Il s’agissait des bénévoles de Hope & Cope, et William est reconnaissant du réconfort qu’ils lui ont apporté dans une période difficile.

«Sheila Kussner a rendu un service extraordinaire à l’humanité», ajoute-t-il, «en apportant du réconfort aux personnes atteintes d’un cancer, mais aussi en tant qu’avocate, en poussant les gouvernements à apporter de meilleurs traitements aux patients».

Le diagnostic de son cancer et sa guérison ont transformé la vie de William. Il sait qu’il ne serait pas en vie aujourd’hui sans le travail acharné et les sacrifices consentis par d’autres personnes au nom de la science.
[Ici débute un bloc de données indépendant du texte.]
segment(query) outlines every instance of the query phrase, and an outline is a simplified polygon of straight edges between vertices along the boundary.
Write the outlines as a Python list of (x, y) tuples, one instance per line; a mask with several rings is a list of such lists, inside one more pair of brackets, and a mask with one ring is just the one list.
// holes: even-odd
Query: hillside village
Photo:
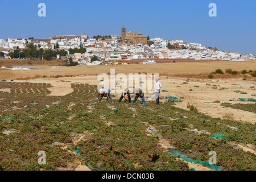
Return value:
[[(122, 28), (122, 36), (99, 36), (89, 38), (84, 33), (81, 36), (56, 36), (49, 39), (35, 39), (9, 38), (0, 39), (2, 58), (10, 59), (7, 54), (15, 49), (26, 48), (33, 43), (38, 49), (65, 50), (66, 56), (57, 55), (53, 59), (67, 60), (71, 57), (80, 65), (99, 64), (155, 64), (159, 63), (199, 61), (248, 61), (256, 60), (255, 55), (242, 55), (226, 52), (216, 48), (207, 47), (200, 43), (187, 43), (184, 40), (167, 40), (163, 38), (149, 39), (142, 33), (131, 31), (126, 33)], [(85, 53), (70, 53), (69, 49), (85, 48)], [(0, 55), (0, 57), (1, 55)], [(97, 57), (94, 60), (93, 57)], [(23, 58), (24, 59), (24, 58)], [(35, 59), (39, 59), (35, 57)]]

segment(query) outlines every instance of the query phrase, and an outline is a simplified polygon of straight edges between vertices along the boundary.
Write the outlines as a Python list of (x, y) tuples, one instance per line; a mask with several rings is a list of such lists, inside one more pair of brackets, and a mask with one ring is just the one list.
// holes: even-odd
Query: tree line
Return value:
[[(62, 49), (56, 51), (52, 49), (47, 49), (44, 51), (43, 48), (38, 49), (36, 45), (33, 43), (28, 44), (26, 46), (26, 48), (21, 50), (19, 47), (15, 49), (13, 52), (10, 52), (7, 54), (7, 56), (10, 56), (11, 59), (14, 58), (27, 58), (30, 59), (46, 59), (50, 60), (52, 57), (56, 57), (57, 55), (60, 55), (60, 56), (66, 56), (68, 52)], [(70, 48), (68, 49), (70, 54), (74, 54), (75, 53), (83, 53), (86, 51), (86, 48), (75, 48), (74, 49)]]

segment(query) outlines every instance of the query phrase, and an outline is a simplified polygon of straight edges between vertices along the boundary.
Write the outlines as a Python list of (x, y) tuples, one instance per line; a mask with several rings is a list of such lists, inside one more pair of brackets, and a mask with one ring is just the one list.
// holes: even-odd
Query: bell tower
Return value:
[(125, 39), (126, 37), (126, 30), (125, 29), (125, 26), (122, 28), (122, 34), (121, 34), (121, 39), (122, 40)]

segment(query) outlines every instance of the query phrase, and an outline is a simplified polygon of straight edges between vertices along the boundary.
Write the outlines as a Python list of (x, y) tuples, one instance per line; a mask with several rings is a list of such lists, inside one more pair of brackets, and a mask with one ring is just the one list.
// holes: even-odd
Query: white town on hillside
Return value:
[[(122, 29), (123, 29), (122, 28)], [(126, 33), (125, 33), (126, 34)], [(256, 55), (243, 55), (239, 53), (226, 52), (207, 47), (200, 43), (187, 43), (184, 40), (167, 40), (162, 38), (147, 38), (147, 43), (151, 44), (137, 43), (136, 41), (130, 41), (128, 35), (146, 37), (141, 33), (138, 34), (130, 31), (125, 34), (126, 40), (121, 40), (117, 35), (108, 38), (89, 39), (84, 35), (81, 36), (65, 35), (56, 36), (49, 39), (34, 39), (33, 37), (26, 39), (9, 38), (5, 40), (0, 39), (0, 51), (5, 53), (2, 58), (10, 59), (7, 56), (9, 52), (13, 52), (18, 47), (20, 49), (26, 49), (26, 44), (34, 43), (38, 48), (44, 50), (53, 49), (57, 43), (59, 50), (64, 49), (68, 52), (66, 56), (60, 57), (57, 55), (56, 59), (68, 59), (71, 57), (74, 62), (78, 62), (80, 65), (92, 65), (99, 64), (127, 64), (134, 63), (140, 64), (158, 63), (156, 60), (226, 60), (226, 61), (249, 61), (256, 60)], [(122, 35), (123, 36), (123, 35)], [(172, 46), (169, 48), (168, 46)], [(69, 54), (69, 48), (85, 48), (86, 52), (81, 54), (75, 53)], [(92, 57), (96, 56), (98, 61), (91, 61)], [(137, 60), (137, 61), (134, 61)], [(161, 62), (160, 63), (164, 63)], [(164, 62), (166, 63), (166, 62)], [(168, 63), (166, 62), (166, 63)]]

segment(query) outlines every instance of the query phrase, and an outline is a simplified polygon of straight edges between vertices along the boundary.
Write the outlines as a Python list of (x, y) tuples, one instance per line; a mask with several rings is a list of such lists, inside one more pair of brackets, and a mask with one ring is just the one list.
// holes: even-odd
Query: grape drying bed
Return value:
[[(97, 86), (89, 84), (72, 84), (73, 92), (65, 96), (47, 96), (51, 86), (0, 82), (0, 89), (11, 89), (0, 93), (0, 170), (72, 170), (76, 160), (92, 170), (191, 169), (169, 148), (203, 162), (214, 151), (216, 166), (222, 170), (256, 169), (255, 153), (239, 147), (255, 144), (254, 125), (213, 118), (171, 102), (99, 103)], [(3, 133), (9, 129), (16, 132)], [(213, 137), (218, 134), (228, 136)], [(46, 165), (38, 163), (40, 151)]]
Cette prise de conscience lui a donné un sentiment de gratitude qui n’existait pas avant son cancer.

Il cite John F. Kennedy lorsque le président américain a déclaré Thanksgiving jour férié aux États-Unis : «En exprimant notre gratitude, nous ne devons jamais oublier que la forme la plus élevée d’appréciation n’est pas de prononcer des mots, mais de les vivre.

Et William a exprimé sa gratitude par des actes.

Il a créé une chaire de recherche, à l’Université de Montréal et à l’hôpital Maisonneuve-Rosemont, en recherche appliquée sur les greffes de cellules souches.

Il est président du conseil d’administration de l’IRIC, l’institut de recherche sur le cancer de l’université, et participe également à la gouvernance de plusieurs entreprises dans le domaine de la recherche sur le cancer.

Vous pouvez avoir une vie merveilleuse après un cancer

Dès qu’il a pu le faire, William a repris la pratique du droit.

Lorsque les gens lui ont demandé s’il devait ralentir en raison de son cancer, il est resté inflexible. La vie lui a donné une seconde chance, et il en profitera au maximum.

Il l’a fait en escaladant le Kilimandjaro et en effectuant des randonnées à vélo afin de collecter des fonds pour la recherche contre le cancer. Il a également publié deux livres tout en élevant une famille et en conservant son emploi.